Blood samples (3 mL) were collected in heparinized Vacutainer tubes. Specimens were centrifuged and plasma transferred and frozen at −20°C until analysis. OF specimen collection utilized Sarstedt Salivette® collection devices (Nümbrecht, Germany). The Salivette® swab was placed into the mouth and chewed for approximately 45 sec, and the swab was centrifuged to recover clear OF. OF specimens were frozen at −20°C until analysis. Sweat collection utilized PharmCheck™ sweat patches (Fort Worth, TX, USA). Sweat patch specimens were stored frozen at −20°C until analysis.

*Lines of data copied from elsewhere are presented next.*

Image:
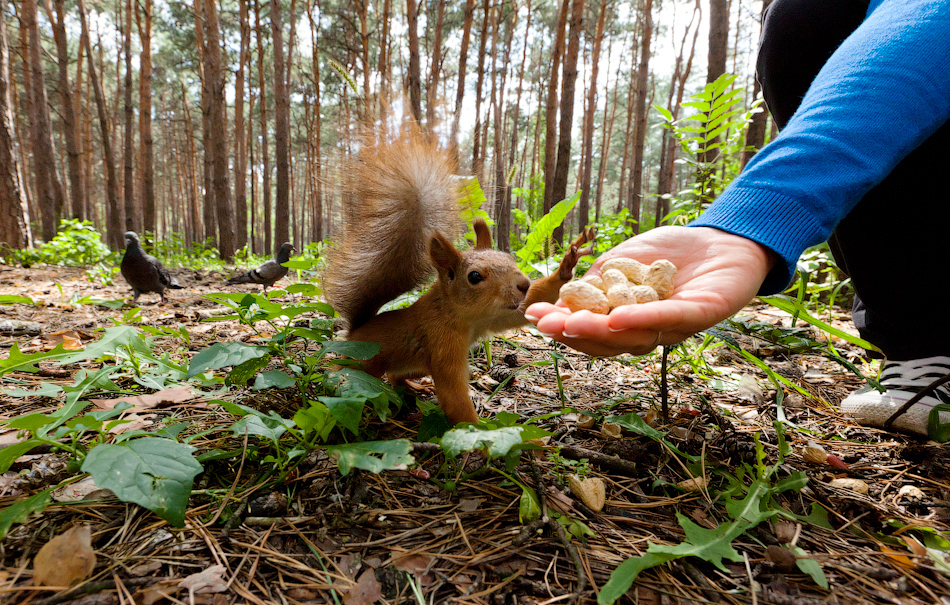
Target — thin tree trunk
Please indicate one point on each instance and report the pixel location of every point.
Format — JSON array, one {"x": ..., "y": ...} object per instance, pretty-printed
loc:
[
  {"x": 112, "y": 189},
  {"x": 224, "y": 211},
  {"x": 128, "y": 183},
  {"x": 77, "y": 192},
  {"x": 568, "y": 85},
  {"x": 281, "y": 127},
  {"x": 143, "y": 16},
  {"x": 48, "y": 188},
  {"x": 583, "y": 208},
  {"x": 634, "y": 193},
  {"x": 265, "y": 143},
  {"x": 550, "y": 110},
  {"x": 432, "y": 88},
  {"x": 469, "y": 16},
  {"x": 414, "y": 77},
  {"x": 14, "y": 212},
  {"x": 240, "y": 138},
  {"x": 477, "y": 159}
]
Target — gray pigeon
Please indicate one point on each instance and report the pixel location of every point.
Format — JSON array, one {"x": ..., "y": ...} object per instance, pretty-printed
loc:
[
  {"x": 269, "y": 272},
  {"x": 144, "y": 272}
]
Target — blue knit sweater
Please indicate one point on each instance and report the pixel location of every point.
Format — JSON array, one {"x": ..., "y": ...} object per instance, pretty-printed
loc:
[{"x": 880, "y": 95}]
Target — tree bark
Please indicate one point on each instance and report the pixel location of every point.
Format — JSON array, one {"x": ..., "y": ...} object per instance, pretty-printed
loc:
[
  {"x": 414, "y": 76},
  {"x": 115, "y": 237},
  {"x": 143, "y": 16},
  {"x": 469, "y": 16},
  {"x": 550, "y": 109},
  {"x": 281, "y": 128},
  {"x": 48, "y": 188},
  {"x": 77, "y": 190},
  {"x": 240, "y": 138},
  {"x": 634, "y": 193},
  {"x": 559, "y": 184},
  {"x": 583, "y": 207},
  {"x": 14, "y": 212},
  {"x": 128, "y": 182}
]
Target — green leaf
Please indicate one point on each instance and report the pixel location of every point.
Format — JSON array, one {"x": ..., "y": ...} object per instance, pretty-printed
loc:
[
  {"x": 541, "y": 231},
  {"x": 19, "y": 512},
  {"x": 315, "y": 418},
  {"x": 274, "y": 379},
  {"x": 223, "y": 354},
  {"x": 809, "y": 566},
  {"x": 9, "y": 454},
  {"x": 496, "y": 442},
  {"x": 373, "y": 456},
  {"x": 348, "y": 411},
  {"x": 240, "y": 375},
  {"x": 152, "y": 472},
  {"x": 20, "y": 362}
]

BUP, NBUP, BUP-Gluc and NBUP-Gluc were quantified in plasma by a previously published liquid chromatography tandem mass spectrometry (LCMSMS) procedure30. Briefly, 1 mL 0.1% perchloric acid in water was added to 0.5 mL plasma. After centrifugation, the supernatant was subjected to solid-phase extraction (SPE) with Strata-XC cartridges (Phenomenex, Torrence, CA, USA). Reverse-phase separation was achieved with a Synergi Polar-RP 80A, 75 × 2 mm, 4 µm column (Phenomenex, Torrence, CA, USA) within 10 min under gradient conditions. The assay was linear from 0.1 to 50 ng/mL for BUP and BUP-Gluc, and from 0.5 to 50 ng/mL for NBUP and NBUP-Gluc. Intra-day, inter-day and total assay imprecision (%RSD) were <16.8%, and analytical recoveries were 88.6–108.7%. Extraction efficiencies ranged from 71.1 to 87.1%. All compounds showed ion enhancement, except BUP-Gluc that demonstrated ion suppression. Variation among 10 different blank specimens was <9.1%.
OF specimens were analyzed by the plasma method30 after validation for the OF matrix. OF calibration curves were linear from 0.1–500 ng/mL for BUP and BUP-Gluc, and 0.5–500 ng/mL for NBUP and NBUP-Gluc. Intra-day, inter-day and total assay imprecision (%RSD) were <10.2%, and analytical recovery ranged from 90.1 to 114.1%. Extraction efficiency was 74.1–77.0% and process efficiency 46.0–102.0%. BUP showed ion enhancement (33.8%), NBUP and BUP-Gluc ion suppression (−23.3 and −40.4%, respectively), and NBUP-Gluc no matrix effect. The variation among 10 different blank specimens was <5.7%.
BUP and NBUP were quantified in sweat by LCMSMS31. Sweat patches were mixed with 6 mL acetate buffer at pH 4.5, and the supernatant extracted with Strata-XC-cartridges (Phenomenex, Torrence, CA, USA). The chromatographic separation was achieved in gradient mode with a Synergi Polar-RP 80A, 75 × 2 mm, 4 µm column (Phenomenex, Torrence, CA, USA). Linearity ranged from 1 to 1,000 ng/patch. Intra-day, inter-day and total imprecision were <9.7%, analytical recovery 90.6–98.1%, and extraction efficiency >40.4%. BUP showed no matrix effect, and NBUP exhibited ion enhancement of 42.6%. Deuterated internal standard compensated for these effects (CV <7.5%, n=9).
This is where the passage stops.